The International Energy Agency (IEA) has recently revised its global oil demand growth forecast for 2025 due to worsening macroeconomic conditions caused by escalating trade tensions. In its latest Oil Market Report (OMR), the IEA predicts that oil demand will increase by 1.03mn b/d to 103.91mn b/d in 2025, down from its previous projection of a 1.10mn b/d rise. Recent data on oil demand has been disappointing, leading the IEA to reduce its growth estimates for the final quarter of 2024 and the initial months of 2025.

Following the imposition of tariffs by US President Donald Trump on Chinese, Mexican, and Canadian goods, as well as steel and aluminum imports, several countries retaliated with tariffs on US imports. This has heightened the risk of a full-scale trade war. The IEA expressed concerns about the impact of US tariffs on Canada and Mexico, which accounted for approximately 70% of US crude oil imports last year. However, the full repercussions of these trade policies on the broader oil market are still uncertain, given the ongoing negotiations and unclear scope of tariffs.

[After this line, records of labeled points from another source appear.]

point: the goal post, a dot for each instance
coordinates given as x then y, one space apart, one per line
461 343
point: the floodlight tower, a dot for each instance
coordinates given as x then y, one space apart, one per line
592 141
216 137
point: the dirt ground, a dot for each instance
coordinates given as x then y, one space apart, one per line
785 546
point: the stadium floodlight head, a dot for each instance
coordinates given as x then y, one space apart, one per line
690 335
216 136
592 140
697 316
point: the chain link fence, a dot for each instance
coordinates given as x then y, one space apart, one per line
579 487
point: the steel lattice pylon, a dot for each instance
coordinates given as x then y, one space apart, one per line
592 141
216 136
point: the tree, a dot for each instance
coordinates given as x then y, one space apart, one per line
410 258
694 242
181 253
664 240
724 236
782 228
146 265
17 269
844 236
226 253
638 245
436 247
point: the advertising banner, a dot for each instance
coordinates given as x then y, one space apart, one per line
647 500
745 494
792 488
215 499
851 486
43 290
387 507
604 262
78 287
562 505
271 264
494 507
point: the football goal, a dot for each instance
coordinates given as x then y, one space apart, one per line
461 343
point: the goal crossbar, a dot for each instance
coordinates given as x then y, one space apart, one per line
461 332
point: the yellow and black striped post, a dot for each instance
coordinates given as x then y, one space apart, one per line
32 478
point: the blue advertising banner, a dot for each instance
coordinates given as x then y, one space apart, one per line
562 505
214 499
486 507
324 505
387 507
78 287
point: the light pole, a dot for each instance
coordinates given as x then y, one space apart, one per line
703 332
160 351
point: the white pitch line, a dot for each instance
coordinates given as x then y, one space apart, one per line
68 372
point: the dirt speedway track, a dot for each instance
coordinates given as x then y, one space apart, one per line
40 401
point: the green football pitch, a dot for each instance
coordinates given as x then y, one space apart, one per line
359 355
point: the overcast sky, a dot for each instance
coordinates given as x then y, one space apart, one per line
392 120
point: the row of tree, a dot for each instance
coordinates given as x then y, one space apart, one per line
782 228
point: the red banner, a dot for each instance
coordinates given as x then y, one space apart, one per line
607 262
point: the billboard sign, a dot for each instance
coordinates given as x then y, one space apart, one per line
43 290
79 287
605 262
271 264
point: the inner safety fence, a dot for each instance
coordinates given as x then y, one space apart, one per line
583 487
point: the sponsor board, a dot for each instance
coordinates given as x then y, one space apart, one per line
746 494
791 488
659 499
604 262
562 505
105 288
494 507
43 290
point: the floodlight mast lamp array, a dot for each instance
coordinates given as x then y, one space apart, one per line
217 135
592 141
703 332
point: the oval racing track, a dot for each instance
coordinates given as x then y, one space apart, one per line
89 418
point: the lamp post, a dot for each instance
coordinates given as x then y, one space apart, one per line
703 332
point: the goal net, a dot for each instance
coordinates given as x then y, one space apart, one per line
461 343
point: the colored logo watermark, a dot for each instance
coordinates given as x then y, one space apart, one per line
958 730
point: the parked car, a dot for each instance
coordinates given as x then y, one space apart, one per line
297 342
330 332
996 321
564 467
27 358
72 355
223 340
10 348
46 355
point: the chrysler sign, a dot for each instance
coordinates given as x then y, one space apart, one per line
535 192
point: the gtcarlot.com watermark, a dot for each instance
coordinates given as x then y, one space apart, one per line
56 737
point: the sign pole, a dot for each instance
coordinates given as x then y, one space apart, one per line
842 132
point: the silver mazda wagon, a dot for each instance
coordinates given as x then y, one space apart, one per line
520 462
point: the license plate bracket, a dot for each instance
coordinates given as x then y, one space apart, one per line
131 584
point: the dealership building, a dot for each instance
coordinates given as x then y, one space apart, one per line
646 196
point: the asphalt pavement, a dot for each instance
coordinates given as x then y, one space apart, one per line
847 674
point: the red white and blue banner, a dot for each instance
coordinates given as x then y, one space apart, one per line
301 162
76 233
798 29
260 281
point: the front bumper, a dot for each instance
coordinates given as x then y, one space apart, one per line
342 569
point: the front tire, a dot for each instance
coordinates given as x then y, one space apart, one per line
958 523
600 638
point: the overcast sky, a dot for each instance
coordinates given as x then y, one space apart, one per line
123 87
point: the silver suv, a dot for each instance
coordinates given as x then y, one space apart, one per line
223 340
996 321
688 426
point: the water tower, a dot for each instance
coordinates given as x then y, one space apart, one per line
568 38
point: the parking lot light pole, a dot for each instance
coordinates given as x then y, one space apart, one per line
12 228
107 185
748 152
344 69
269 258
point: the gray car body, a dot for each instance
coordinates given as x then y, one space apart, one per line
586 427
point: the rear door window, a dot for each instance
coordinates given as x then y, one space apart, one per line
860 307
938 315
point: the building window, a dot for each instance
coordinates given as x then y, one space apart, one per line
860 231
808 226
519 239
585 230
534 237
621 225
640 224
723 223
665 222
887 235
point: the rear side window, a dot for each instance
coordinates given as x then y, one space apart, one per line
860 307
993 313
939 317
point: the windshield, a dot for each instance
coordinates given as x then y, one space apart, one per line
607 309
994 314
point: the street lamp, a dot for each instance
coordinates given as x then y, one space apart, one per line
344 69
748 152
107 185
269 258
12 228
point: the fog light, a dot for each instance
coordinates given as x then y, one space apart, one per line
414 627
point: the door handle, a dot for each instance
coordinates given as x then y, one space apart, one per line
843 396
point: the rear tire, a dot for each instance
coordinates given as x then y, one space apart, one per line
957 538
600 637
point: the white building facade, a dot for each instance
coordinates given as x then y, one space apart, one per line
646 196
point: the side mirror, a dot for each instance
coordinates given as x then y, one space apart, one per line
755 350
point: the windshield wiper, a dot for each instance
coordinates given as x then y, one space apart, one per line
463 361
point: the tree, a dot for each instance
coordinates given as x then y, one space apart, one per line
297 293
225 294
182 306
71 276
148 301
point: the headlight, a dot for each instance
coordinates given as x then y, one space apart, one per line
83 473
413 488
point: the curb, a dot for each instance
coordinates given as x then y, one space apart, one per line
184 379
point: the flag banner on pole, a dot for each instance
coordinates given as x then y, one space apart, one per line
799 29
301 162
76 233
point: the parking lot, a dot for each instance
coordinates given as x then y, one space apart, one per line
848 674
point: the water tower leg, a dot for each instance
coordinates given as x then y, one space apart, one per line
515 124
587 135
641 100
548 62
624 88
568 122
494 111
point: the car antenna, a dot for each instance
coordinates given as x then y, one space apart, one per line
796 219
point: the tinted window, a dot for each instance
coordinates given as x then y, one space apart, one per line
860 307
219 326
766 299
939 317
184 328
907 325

Despite the trade tensions, the IEA expects slight growth in US oil demand this year, projecting a consumption increase of 90,000 b/d to 20.40mn b/d, up from its previous estimate of a 70,000 b/d rise. The downward revisions to the global oil demand forecast were primarily driven by lower growth expectations in India and South Korea. Additionally, the agency mentioned that despite the recent US sanctions on Russia and Iran, there has been limited disruption to loadings, although some buyers have reduced their purchases.

According to the IEA’s latest projections, global oil supply is anticipated to surpass demand by 600,000 b/d in 2025, compared to the previous estimate of 450,000 b/d. This surplus could further increase to 1mn b/d if OPEC+ members continue to boost production beyond April. Earlier in the month, eight OPEC+ alliance members agreed to a plan to gradually unwind voluntary production cuts of 2.2mn b/d over an 18-month period starting in April.

The IEA’s report highlights the potential consequences of the ongoing trade tensions, noting that geopolitical factors and policy decisions could significantly impact the oil market in the coming years. As uncertainties persist regarding the extent of trade conflicts and production decisions by major oil-producing nations, the IEA remains vigilant in monitoring the global oil market dynamics to provide accurate and timely assessments.